A 40 minutes ride from The Serai took us to the “Golden Fort”, Jaisalmer’s main attraction.

Jaisalmer is a desert city among the oldest of Rajasthan’s fortress citadels. It is the largest district of Rajasthan and one of the largest in India, located close to the Pakistan border. Though it is dusty, it has its own charms.

The fort is a breathtaking sight. It’s a massive sandcastle filled with sandstone buildings, covered from stoop to roof in intricate carvings of gods and mythological symbols. Unlike most forts in India, the Jaisalmer Fort is a living fort. There are shops, hotels and age old havelis(homes) inside the fort area where families have lived for generations.

Overnight train to Jaipur

At 5pm of February 15th we boarded on a overnight train from Jaisalmer to Jaipur. The journey by train in 02 class would have been fine. However we got the sleeper class instead, by mistake, and by the time we figured that out it was too late. Although not very comfortable, when I think back I am glad we boarded in this section of the train. The trip on the sleeper class added a new dimension to our experience. There was virtually no other tourists in there and it allowed us to interact with the local people and see the spectacular and diverse Indian countryside.


We arrived at the Jaipur train station at 5am and from there we took a ride with a tuk tuk driver to our hotel in town just for a shower and quick rest.

Our guide drove us through Jaipur with stops at the Amber fort, impressive construction with influences of Hindu and Muslim acrchiteture; Hawa Mahal house, located on the edge of the City Palace and Rajmahal palace, for a wonderful lunch in the garden. This Palace also belongs to Sujan, the same group as The Serai. From there we picked up our luggage at the hotel and drove to the airport in order to catch our flight back to Singapore.

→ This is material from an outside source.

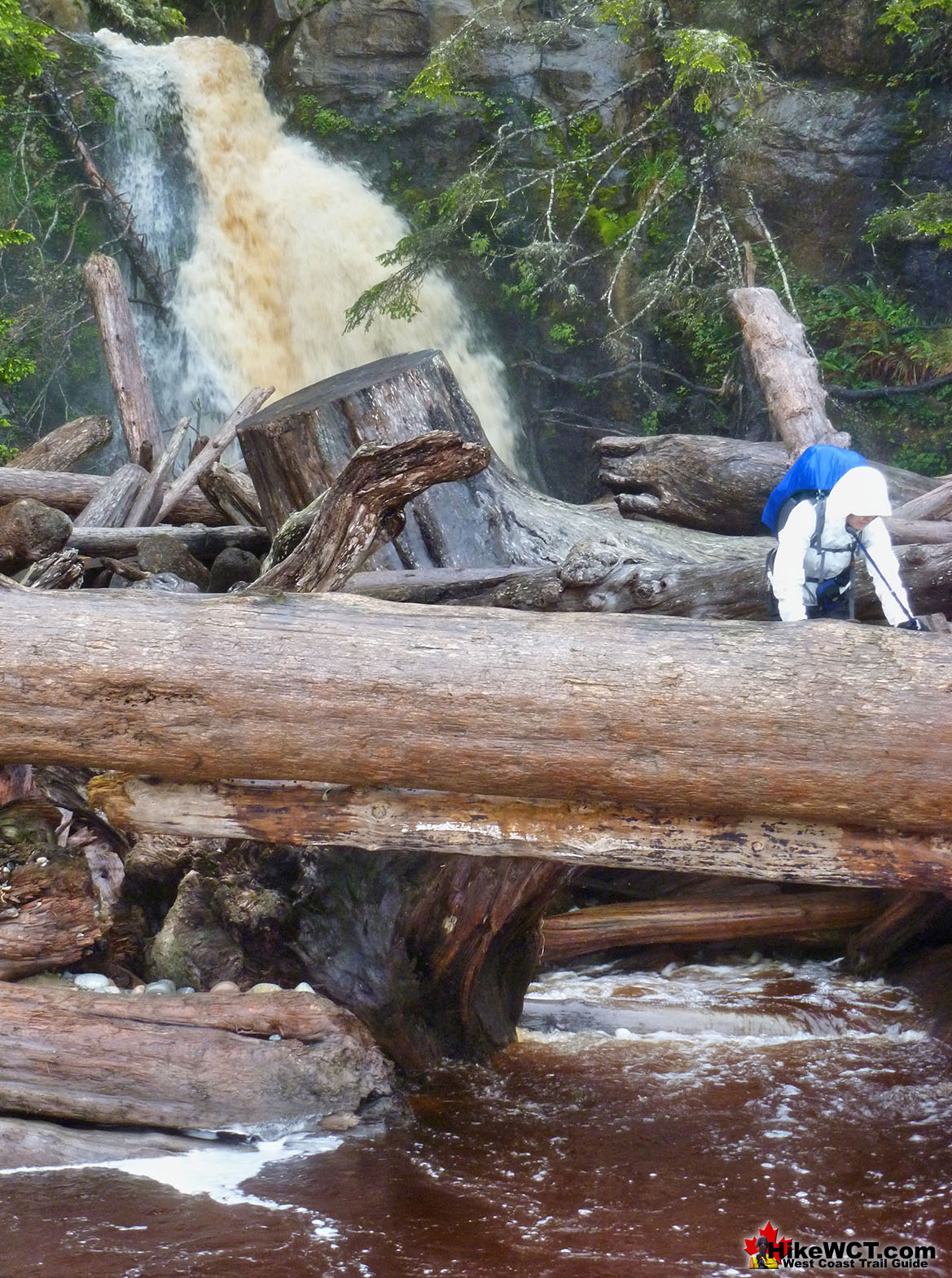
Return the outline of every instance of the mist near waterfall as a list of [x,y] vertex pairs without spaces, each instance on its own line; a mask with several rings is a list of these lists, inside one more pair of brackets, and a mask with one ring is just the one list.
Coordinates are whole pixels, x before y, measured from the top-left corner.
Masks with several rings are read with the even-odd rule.
[[[502,360],[477,340],[452,285],[431,275],[410,322],[344,332],[345,311],[383,275],[377,258],[405,220],[355,169],[285,133],[253,50],[213,37],[141,46],[98,32],[116,96],[112,181],[164,268],[174,325],[138,316],[170,417],[230,410],[252,386],[288,395],[334,373],[436,346],[503,461],[516,414]],[[178,105],[190,174],[160,121]],[[184,257],[181,254],[185,254]]]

We travelled across Udaipur- Jodhpur-Jaisalmer-Jaipur for 7 days. Stayed at Taj Lake Palace Hotel , Bhavyam heritage guesthouse and The Serai hotels. Had delicious indian food at RAAS, Trio restaurant and Rajmahal palace. Went shopping at Rama Krishna, Gems & Jewels Palace (+91 2912516666) and Maharani Textiles & Handicrafts (+91 2912653152). Rented a motorbike Royal Enfield Bullet from Anu Vikram Singh. Our guides: Udaipur – Suresh Nagarkoti (+ 91 9414168781); Jodhpur- Dharmendra (+91 9414678304); Jaisalmer – owner of Krishna Boulangerie roof top restaurant (+ 91 09414763003). We flew with Singapore Airlines from Singapore to Delhi.